One perquisite granted a general is that he need not hang around to face the consequences of his decisions, and so it was with Sir Charles, who turned and was immediately surrounded by a flock of aides-de-camp who clucked and cooed around him and nursed him to a carriage, at which point he sped off into what had become the dawn.

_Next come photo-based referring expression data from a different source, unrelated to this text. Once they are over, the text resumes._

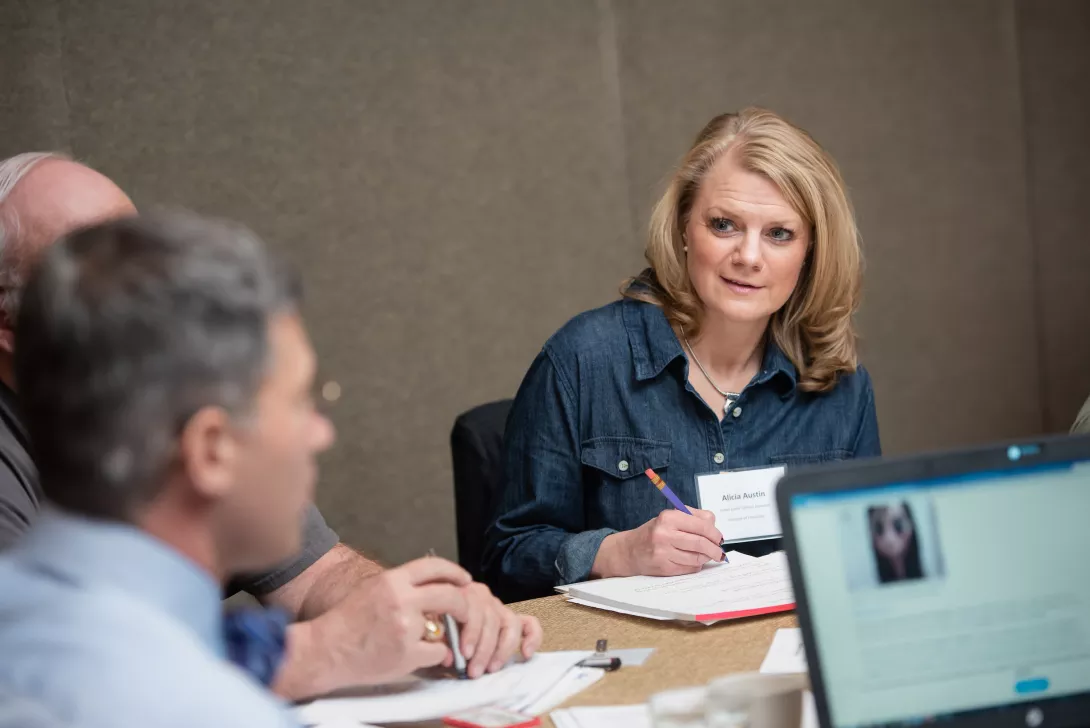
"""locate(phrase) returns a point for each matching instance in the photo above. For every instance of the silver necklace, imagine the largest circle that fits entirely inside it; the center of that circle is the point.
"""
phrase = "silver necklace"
(729, 397)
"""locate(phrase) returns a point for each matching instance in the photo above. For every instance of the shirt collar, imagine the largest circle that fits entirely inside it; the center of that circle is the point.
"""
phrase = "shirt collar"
(122, 557)
(654, 346)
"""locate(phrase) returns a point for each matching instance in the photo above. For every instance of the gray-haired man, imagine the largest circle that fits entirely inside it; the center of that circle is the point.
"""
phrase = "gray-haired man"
(346, 605)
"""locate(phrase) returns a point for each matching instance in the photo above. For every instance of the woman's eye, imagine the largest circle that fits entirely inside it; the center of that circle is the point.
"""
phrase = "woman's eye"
(722, 225)
(780, 234)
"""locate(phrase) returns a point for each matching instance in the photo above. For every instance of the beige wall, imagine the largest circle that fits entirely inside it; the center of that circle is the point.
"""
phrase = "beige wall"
(457, 179)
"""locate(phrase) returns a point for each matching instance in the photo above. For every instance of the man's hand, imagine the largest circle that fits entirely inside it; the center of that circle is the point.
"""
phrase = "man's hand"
(494, 633)
(376, 633)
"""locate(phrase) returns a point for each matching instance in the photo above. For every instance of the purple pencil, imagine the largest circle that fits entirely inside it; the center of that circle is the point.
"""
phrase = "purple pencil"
(665, 489)
(666, 492)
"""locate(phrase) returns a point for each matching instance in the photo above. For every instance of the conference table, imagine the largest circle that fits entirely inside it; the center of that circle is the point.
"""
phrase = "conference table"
(685, 654)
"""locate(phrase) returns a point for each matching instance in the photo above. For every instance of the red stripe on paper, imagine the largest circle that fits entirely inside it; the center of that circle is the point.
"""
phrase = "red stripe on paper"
(746, 613)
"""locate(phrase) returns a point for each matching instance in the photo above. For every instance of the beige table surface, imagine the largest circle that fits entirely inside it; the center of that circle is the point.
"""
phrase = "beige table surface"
(685, 655)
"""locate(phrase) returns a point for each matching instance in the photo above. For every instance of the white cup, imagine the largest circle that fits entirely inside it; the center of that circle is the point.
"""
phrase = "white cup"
(678, 708)
(755, 700)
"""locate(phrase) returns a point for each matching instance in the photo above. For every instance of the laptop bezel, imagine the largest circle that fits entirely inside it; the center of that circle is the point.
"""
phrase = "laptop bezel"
(1010, 456)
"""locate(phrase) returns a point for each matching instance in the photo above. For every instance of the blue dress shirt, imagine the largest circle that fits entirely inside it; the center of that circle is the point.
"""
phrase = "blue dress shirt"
(608, 397)
(106, 627)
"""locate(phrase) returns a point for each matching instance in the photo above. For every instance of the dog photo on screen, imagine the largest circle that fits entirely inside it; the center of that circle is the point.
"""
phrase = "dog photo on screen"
(895, 542)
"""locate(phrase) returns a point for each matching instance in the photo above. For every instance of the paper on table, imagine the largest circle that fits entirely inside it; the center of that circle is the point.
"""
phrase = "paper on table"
(420, 699)
(616, 609)
(786, 653)
(576, 681)
(603, 716)
(722, 592)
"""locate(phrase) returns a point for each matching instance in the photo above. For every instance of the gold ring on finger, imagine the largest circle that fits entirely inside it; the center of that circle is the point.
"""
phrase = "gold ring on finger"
(434, 630)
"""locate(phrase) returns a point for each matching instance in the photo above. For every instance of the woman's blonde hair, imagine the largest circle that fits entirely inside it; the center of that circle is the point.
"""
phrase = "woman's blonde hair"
(814, 328)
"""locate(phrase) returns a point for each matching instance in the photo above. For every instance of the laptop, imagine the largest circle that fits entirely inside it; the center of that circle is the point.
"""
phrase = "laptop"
(949, 589)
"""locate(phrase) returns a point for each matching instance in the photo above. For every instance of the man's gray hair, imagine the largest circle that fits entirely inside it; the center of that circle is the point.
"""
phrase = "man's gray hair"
(12, 170)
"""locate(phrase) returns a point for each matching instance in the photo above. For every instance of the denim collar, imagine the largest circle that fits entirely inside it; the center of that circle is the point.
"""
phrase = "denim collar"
(655, 346)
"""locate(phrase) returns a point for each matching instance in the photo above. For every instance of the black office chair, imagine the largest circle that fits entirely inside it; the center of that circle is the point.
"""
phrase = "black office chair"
(476, 447)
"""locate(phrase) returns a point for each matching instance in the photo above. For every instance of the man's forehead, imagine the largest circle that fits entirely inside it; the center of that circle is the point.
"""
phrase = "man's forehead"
(292, 356)
(59, 196)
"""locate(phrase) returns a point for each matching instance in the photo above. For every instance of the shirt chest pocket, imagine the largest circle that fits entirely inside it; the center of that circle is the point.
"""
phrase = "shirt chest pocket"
(624, 458)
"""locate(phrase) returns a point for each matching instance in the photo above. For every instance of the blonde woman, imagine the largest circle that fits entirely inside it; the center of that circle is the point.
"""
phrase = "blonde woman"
(736, 349)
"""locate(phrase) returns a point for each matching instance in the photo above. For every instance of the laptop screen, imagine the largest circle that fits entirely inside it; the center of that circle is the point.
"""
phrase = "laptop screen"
(939, 597)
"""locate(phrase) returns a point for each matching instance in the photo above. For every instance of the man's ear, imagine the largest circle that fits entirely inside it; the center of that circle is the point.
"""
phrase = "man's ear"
(208, 452)
(7, 332)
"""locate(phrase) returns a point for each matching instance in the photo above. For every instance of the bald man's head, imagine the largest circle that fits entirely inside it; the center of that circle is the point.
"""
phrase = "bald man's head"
(44, 197)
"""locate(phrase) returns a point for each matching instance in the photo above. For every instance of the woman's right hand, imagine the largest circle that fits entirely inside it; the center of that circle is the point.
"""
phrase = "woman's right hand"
(668, 545)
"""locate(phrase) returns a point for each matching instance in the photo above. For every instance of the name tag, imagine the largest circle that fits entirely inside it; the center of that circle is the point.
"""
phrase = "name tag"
(743, 502)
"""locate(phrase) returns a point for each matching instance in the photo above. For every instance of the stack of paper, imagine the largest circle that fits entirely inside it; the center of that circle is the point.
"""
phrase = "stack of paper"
(540, 683)
(743, 587)
(786, 653)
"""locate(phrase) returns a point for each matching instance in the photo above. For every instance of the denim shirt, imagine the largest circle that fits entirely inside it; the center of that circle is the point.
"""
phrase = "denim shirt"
(608, 397)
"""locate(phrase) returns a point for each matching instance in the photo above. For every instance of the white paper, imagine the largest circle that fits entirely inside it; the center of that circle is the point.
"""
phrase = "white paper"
(616, 609)
(743, 502)
(726, 589)
(576, 681)
(786, 653)
(419, 699)
(603, 716)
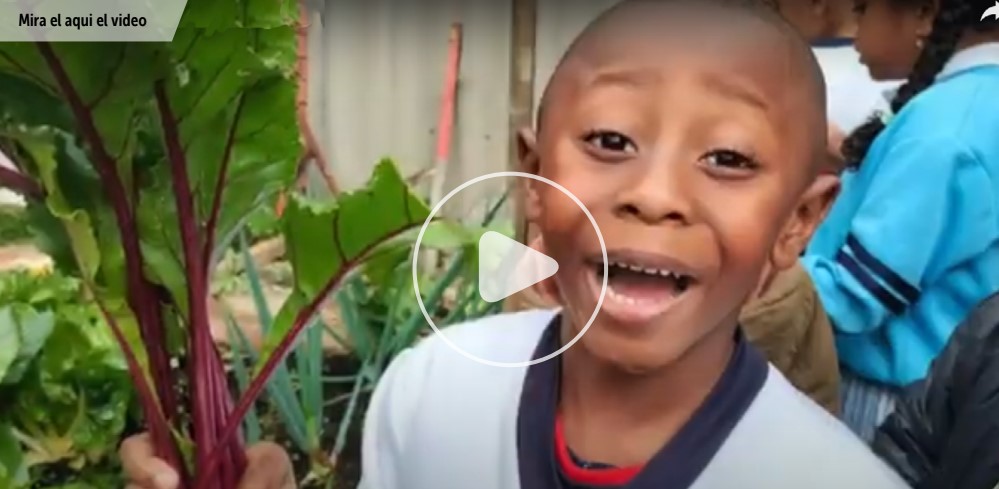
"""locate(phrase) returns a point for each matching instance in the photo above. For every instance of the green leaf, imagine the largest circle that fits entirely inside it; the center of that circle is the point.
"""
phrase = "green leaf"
(326, 241)
(10, 340)
(33, 329)
(320, 240)
(13, 470)
(76, 222)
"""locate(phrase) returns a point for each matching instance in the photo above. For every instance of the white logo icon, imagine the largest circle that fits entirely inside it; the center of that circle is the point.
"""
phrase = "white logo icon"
(529, 267)
(507, 267)
(992, 11)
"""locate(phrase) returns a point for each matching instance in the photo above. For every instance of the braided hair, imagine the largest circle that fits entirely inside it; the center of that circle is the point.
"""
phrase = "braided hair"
(953, 19)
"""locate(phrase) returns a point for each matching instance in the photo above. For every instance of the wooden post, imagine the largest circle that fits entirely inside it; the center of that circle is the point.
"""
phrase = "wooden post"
(523, 38)
(523, 49)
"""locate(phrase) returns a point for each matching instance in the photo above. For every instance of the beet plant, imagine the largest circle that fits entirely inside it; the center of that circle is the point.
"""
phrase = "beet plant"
(142, 161)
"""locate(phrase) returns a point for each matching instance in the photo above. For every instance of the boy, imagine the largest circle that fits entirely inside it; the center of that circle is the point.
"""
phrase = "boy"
(693, 131)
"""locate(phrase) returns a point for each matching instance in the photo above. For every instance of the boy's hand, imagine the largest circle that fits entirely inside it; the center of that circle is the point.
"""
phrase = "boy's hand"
(268, 467)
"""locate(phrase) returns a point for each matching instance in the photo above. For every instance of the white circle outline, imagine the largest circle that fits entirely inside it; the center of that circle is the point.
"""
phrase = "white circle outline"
(416, 281)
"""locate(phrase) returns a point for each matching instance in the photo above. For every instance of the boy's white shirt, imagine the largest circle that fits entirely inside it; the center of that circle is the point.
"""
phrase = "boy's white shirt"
(852, 96)
(439, 420)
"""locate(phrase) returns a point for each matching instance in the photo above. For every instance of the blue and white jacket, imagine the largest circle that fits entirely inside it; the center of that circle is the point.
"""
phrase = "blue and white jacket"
(912, 243)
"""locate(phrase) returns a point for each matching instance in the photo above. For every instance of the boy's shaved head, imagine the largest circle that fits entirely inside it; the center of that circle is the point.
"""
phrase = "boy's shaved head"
(664, 20)
(692, 130)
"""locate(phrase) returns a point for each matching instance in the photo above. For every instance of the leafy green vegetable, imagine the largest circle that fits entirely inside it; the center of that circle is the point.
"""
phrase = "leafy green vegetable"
(66, 396)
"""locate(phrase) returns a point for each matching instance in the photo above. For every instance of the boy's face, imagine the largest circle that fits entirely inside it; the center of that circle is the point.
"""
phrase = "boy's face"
(692, 151)
(889, 34)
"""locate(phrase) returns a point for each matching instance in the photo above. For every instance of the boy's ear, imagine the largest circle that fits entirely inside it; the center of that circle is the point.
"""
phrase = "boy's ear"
(527, 150)
(811, 210)
(527, 154)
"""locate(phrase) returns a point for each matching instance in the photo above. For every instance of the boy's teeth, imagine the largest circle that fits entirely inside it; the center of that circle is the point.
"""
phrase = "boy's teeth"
(649, 271)
(621, 297)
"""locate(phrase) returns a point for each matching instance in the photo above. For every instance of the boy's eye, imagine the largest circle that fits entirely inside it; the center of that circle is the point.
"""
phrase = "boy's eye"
(610, 141)
(729, 160)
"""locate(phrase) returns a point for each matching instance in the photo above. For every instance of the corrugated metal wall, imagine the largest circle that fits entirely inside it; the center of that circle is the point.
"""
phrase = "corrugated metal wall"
(377, 67)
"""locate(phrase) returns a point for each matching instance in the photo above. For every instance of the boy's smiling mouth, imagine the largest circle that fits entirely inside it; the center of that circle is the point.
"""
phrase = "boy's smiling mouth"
(640, 285)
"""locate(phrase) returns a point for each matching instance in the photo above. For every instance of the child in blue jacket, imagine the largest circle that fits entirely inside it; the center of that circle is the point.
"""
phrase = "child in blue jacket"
(912, 242)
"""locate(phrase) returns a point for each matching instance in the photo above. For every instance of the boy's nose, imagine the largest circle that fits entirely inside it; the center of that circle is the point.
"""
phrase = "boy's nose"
(655, 196)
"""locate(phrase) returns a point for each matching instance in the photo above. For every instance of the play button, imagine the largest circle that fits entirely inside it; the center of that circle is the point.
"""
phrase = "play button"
(507, 267)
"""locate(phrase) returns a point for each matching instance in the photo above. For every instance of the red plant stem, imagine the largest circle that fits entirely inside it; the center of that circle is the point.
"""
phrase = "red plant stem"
(20, 184)
(207, 375)
(256, 387)
(172, 455)
(140, 294)
(213, 217)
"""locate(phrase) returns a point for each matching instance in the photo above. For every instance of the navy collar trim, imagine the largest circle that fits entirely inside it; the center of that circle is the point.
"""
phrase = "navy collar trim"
(832, 42)
(678, 464)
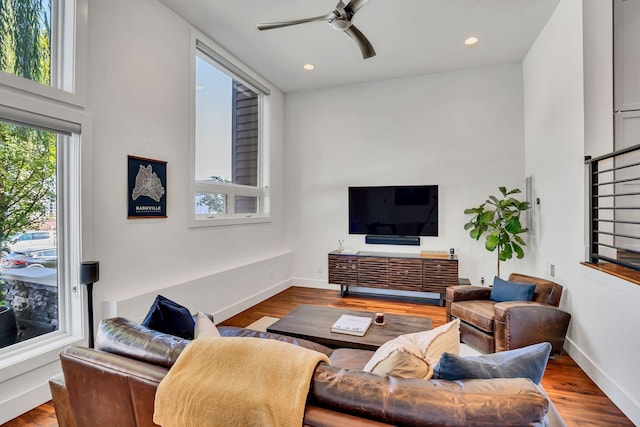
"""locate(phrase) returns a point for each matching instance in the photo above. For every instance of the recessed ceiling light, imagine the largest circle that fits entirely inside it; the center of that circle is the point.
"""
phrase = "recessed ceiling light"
(471, 41)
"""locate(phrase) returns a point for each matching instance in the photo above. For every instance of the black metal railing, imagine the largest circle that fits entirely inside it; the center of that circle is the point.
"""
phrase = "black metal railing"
(614, 207)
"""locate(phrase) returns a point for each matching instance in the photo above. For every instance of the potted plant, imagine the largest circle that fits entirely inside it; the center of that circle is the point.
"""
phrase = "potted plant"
(499, 219)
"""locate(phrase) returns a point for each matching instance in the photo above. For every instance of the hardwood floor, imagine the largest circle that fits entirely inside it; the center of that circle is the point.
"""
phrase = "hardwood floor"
(579, 401)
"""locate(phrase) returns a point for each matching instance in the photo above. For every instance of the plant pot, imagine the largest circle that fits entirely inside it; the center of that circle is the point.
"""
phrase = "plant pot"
(8, 327)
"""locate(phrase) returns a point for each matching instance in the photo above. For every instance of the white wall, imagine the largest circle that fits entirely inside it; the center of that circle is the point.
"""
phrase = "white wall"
(566, 79)
(462, 130)
(138, 98)
(139, 68)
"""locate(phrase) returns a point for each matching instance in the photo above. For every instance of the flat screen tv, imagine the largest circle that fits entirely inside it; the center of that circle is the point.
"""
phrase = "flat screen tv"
(407, 210)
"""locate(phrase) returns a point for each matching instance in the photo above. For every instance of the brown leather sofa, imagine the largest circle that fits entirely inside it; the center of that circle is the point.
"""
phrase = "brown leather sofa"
(115, 385)
(491, 326)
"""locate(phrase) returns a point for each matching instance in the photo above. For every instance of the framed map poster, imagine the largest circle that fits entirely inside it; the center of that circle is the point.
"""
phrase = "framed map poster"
(147, 184)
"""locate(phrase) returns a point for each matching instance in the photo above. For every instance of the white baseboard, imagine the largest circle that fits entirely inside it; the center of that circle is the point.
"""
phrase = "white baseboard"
(24, 402)
(622, 399)
(250, 301)
(312, 283)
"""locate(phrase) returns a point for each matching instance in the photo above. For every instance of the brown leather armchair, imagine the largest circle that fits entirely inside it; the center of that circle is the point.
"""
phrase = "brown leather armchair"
(491, 326)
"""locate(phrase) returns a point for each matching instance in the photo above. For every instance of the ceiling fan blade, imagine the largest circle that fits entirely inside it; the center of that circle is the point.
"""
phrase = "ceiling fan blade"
(354, 5)
(272, 25)
(363, 43)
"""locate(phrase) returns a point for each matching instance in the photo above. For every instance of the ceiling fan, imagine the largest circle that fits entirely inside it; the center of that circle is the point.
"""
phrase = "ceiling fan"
(340, 20)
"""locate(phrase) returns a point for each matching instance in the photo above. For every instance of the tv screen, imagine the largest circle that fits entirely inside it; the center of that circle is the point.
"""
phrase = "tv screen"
(394, 210)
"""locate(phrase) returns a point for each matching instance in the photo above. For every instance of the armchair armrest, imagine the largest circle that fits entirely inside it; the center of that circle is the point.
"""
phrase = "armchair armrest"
(521, 323)
(464, 293)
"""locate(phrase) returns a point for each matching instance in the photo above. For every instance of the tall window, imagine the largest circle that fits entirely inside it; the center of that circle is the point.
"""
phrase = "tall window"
(229, 175)
(39, 180)
(40, 41)
(28, 232)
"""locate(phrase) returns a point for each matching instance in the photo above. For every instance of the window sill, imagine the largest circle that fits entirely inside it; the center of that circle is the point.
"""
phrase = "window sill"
(618, 271)
(235, 220)
(35, 355)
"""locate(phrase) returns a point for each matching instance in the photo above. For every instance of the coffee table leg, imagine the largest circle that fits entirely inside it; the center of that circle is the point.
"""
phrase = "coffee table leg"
(344, 290)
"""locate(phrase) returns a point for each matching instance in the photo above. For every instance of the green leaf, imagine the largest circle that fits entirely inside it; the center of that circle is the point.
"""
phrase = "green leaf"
(486, 217)
(518, 250)
(513, 225)
(474, 211)
(507, 251)
(492, 242)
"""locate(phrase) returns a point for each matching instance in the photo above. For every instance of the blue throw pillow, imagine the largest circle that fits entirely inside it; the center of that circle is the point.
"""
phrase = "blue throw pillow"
(503, 290)
(169, 317)
(527, 362)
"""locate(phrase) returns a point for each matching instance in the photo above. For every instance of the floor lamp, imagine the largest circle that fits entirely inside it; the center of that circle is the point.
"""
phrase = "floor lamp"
(90, 274)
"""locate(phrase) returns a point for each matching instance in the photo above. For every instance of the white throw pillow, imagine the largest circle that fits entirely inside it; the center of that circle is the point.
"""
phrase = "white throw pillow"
(204, 327)
(415, 355)
(399, 358)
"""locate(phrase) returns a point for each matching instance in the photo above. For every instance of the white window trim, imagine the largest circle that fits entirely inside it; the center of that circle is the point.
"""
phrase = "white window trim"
(39, 351)
(71, 84)
(262, 190)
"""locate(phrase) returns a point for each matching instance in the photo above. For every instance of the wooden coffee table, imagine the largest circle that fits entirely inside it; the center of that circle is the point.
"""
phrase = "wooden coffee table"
(313, 323)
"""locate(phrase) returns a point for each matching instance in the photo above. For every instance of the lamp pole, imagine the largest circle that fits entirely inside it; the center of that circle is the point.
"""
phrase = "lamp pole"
(89, 274)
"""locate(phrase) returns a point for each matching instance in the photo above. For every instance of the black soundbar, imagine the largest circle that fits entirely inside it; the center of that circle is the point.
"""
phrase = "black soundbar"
(393, 240)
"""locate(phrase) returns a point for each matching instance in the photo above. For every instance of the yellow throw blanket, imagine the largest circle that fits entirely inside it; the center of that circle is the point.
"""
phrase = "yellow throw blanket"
(236, 381)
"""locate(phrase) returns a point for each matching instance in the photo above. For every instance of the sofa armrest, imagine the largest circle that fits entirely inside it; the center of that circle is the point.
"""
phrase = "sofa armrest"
(464, 293)
(522, 323)
(107, 390)
(60, 397)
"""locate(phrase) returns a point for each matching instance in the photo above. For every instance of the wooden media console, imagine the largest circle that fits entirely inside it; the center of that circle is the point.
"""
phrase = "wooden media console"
(425, 272)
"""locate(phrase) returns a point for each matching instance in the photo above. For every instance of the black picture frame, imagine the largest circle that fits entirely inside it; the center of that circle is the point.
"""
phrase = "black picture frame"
(147, 188)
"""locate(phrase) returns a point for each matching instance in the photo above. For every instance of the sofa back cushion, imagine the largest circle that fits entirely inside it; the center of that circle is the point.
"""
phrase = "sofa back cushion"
(468, 403)
(121, 336)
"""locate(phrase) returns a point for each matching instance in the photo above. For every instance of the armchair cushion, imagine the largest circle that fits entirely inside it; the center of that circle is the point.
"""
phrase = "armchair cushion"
(504, 290)
(527, 362)
(479, 313)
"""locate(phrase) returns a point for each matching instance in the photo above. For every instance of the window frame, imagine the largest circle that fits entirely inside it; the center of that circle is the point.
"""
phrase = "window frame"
(223, 61)
(31, 110)
(68, 54)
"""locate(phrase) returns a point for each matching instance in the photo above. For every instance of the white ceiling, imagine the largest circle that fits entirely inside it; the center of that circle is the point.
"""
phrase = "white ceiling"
(411, 37)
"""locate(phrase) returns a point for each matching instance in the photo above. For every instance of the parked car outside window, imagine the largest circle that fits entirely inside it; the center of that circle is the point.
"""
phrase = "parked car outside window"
(38, 258)
(32, 240)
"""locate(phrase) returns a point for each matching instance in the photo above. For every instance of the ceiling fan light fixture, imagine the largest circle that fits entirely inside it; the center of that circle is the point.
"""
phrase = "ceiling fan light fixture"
(340, 24)
(471, 41)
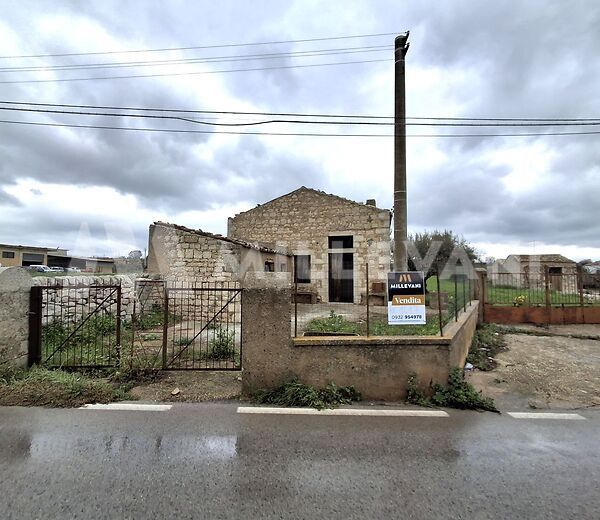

Poor Constable Long was left alone to face us, while all the other Bobbies and detectives stood around, perhaps relieved that the big boss hadn’t made them perform close-order drill, as was his wont, in some cuckoo effort to instill military discipline on men who were underpaid and undertrained and overmatched.

“So, Long, out with it. You found it; the story, man.”

We crowded about poor Long as if we were going to devour him, to discover the red nose and bloodshot eyes of a man who’d soaked the better part of his brain in gin for a dozen years and smelled the same as well.